The FBI’s investigation of Bradbury in the late 1950s centers on alleged communist activity, and it reveals more about the author’s talent for holding up a dystopian mirror to reflect society’s flaws than actual communist tendencies. These government documents were first obtained by Bradbury biographer Sam Weller and described in his 2005 book The Bradbury Chronicles.

“I remember distinctly his response when I visited him and presented him with the files,” Weller told The Daily Beast. “He beamed ear to ear and dismissed it with a wave of his hand and laughed and he said, ‘I’ll be damned, I’ve had nothing to hide over the years—what are they going to investigate? What a bore.’”

The FBI found plenty to investigate. The Bureau clearly didn’t like the cut of Bradbury’s jib, but despite their best efforts, the G-Men were left empty-handed. You, however, won’t be. You can download the complete file at The Daily Beast.

, , ,

  • Jin The Ninja

    i’ve always maintained that science fiction has radical implications. it’s really no surprise that an author who wrote about censorship and authoritarianism was investigated. no surprise, but surely telling of our system of control.

    • Matt Staggs

       There’s a great tradition of radical science fiction; particularly since the late sixties and early seventies. People like Samuel Delaney, Michael Moorcock, Brian Aldiss, Margaret Atwood and J.G. Ballard challenged both social and literary conventions with their groundbreaking novels and stories. Incidentally, I had the great pleasure of taking Moorcock out to lunch one day. Fine fellow, and full of interesting stories.

      • Jin The Ninja

        moorcock? very cool. i’m a bit jealous to be honest…and that is a rare thing.

        have you ever read the strangers in a tangled wilderness, ‘of mythmakers and lawbreakers’ ? margaret killjoy interviews several authors whose either self identify as ‘anarchist’ or whose work engages anarchist themes. free pdf files online. really interesting.

  • http://www.ContraControl.com/ Zenc

    May J. Edgar Hoover forever rot in Hell.

    I was surprised to learn that Jack London was quite the Socialist.

    My Elementary School introduction to him was “He wrote _Call of the Wild_ and _White Fang_, then he got hooked on drugs and died. Drug’s are bad M’Kay.”

    Anyhow, I found his novel _The Iron Heel_ to be quite interesting.

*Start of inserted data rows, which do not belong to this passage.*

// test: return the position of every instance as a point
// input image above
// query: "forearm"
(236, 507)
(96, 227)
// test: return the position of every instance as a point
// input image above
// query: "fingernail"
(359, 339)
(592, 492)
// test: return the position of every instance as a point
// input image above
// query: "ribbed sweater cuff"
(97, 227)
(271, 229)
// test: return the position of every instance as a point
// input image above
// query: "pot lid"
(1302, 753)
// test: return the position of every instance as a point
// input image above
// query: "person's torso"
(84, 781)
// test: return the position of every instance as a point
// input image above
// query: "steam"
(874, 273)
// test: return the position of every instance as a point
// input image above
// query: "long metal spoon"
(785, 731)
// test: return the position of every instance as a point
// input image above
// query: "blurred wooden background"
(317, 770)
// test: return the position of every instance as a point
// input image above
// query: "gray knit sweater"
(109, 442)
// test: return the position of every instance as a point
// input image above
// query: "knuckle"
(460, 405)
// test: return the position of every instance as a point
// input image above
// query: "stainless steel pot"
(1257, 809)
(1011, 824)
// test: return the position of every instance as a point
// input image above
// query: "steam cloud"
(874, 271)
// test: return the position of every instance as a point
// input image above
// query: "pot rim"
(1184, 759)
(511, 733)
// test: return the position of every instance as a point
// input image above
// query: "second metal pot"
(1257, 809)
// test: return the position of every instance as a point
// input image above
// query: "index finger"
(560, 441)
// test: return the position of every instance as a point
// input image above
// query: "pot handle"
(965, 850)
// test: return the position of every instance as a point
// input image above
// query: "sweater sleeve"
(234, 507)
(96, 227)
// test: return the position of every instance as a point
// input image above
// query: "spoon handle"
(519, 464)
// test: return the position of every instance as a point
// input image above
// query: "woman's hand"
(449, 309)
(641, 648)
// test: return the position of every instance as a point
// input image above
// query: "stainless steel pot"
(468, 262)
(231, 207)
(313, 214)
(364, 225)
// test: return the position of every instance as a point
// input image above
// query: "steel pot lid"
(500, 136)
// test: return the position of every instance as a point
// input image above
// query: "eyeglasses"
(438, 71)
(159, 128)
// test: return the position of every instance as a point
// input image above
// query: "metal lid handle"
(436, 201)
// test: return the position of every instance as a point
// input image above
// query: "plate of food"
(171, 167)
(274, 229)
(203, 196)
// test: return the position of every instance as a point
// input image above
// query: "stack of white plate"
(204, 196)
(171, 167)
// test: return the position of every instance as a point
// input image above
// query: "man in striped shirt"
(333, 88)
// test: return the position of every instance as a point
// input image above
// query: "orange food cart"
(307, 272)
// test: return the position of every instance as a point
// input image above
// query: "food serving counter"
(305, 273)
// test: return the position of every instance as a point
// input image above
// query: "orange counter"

    Sorry too lazy to properly format a Hyperlink so… http://www.gutenberg.org/files/1164/1164-h/1164-h.htm

     

  • Anomaly_of_Anomie

    In hindsight, it is easy to understand the red scare. Whenever someone in a position of fame or influence expressed concepts abstract to formal organization (especially if community was emphasized) the capitalist government would then step in and label that person a “communist.” The media tool made clear this word symbolized betrayal to one’s country… and during a time of heightened nationalism, to the point where simply being accused was enough to incapacitate anyone socially and financially. 

    If one can understand the past, it is then possible to decipher the future and see through the present moment, where the term “terrorist” can now be used the exact way, for the same purpose of preserving profit and power.

    History repeats…  

  • NS

    It said in his obituaries that he actually had libertarian sympathies. From his fiction, it seemed like his main concern was that we were getting too rationalistic and losing our imaginations.